Sensex ends 95 points down on profit booking; TCS up 5.5%

Profit booking stepped in on Friday after a rally of 119 points on previous day - the benchmark Nifty closed below the 6100 level. The sell-off in metal, FMCG, capital goods, realty, auto and select private financial companies' shares along with Wipro, ONGC and Bharti weighed on the markets in second half of trade.

However, the support was led by TCS, Siemens, Infosys, SBI, Ranbaxy Labs, PNB, ACC, Reliance Communications, ICICI Bank and Sun Pharma, which capped losses to major extent. Reliance Industries was also quite supportive though it ended flat.

Anantha Narayan, co-head equities at ICICI Securities said near-term would be determined by flows and right now the flows do seem positive. FIIs were consistently net buyers to the tune of more than Rs 84,000 crore since June 2010.

"The immediate future is clearly been driven by flows. The fundamentals are solid but there have been no big surprises as far as earnings are concerned. Valuations are not really cheap but you could argue that they are not in bubble zone either, so they are neither here nor there. The driver has been flows. Those flows could likely continue and we are seeing this sort of money that Coal India attracted and despite that we still saw net FII inflows for those 3-4 days when the issue was open.
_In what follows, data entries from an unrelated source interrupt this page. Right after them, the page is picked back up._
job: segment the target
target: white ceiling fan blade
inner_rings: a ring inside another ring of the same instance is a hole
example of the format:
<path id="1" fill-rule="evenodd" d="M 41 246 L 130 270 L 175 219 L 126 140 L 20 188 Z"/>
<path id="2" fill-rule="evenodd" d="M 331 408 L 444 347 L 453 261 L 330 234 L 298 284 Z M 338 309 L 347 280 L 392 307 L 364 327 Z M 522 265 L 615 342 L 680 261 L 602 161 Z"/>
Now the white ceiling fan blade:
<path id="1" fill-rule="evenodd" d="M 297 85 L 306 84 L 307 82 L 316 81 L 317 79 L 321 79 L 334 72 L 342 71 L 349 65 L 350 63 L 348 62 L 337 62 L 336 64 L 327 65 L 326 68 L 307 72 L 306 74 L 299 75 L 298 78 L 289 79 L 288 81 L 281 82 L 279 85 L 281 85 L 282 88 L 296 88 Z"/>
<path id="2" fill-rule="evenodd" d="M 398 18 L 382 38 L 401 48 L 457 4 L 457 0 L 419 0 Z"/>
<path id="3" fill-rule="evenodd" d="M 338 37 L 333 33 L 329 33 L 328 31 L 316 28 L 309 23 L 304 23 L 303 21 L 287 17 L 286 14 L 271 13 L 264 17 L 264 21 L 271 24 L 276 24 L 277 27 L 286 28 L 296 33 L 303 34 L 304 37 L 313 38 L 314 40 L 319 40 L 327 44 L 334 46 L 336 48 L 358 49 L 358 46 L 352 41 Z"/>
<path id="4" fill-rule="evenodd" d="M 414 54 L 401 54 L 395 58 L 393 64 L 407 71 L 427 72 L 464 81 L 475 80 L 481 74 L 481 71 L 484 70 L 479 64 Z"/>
That would be the determinant of the near-term movement for the market," he explained.

The 30-share BSE Sensex closed at 20,165.86, down 94.72 points or 0.47% and the 50-share NSE Nifty fell 35.45 points or 0.58% to settle at 6,066.05.

Even the Nifty October futures' premium trimmed down to 20 points from 33 points and the Nifty November futures ended at 46 points premium, as per provisional data. For the week, equity benchmarks ended flat with a positive bias.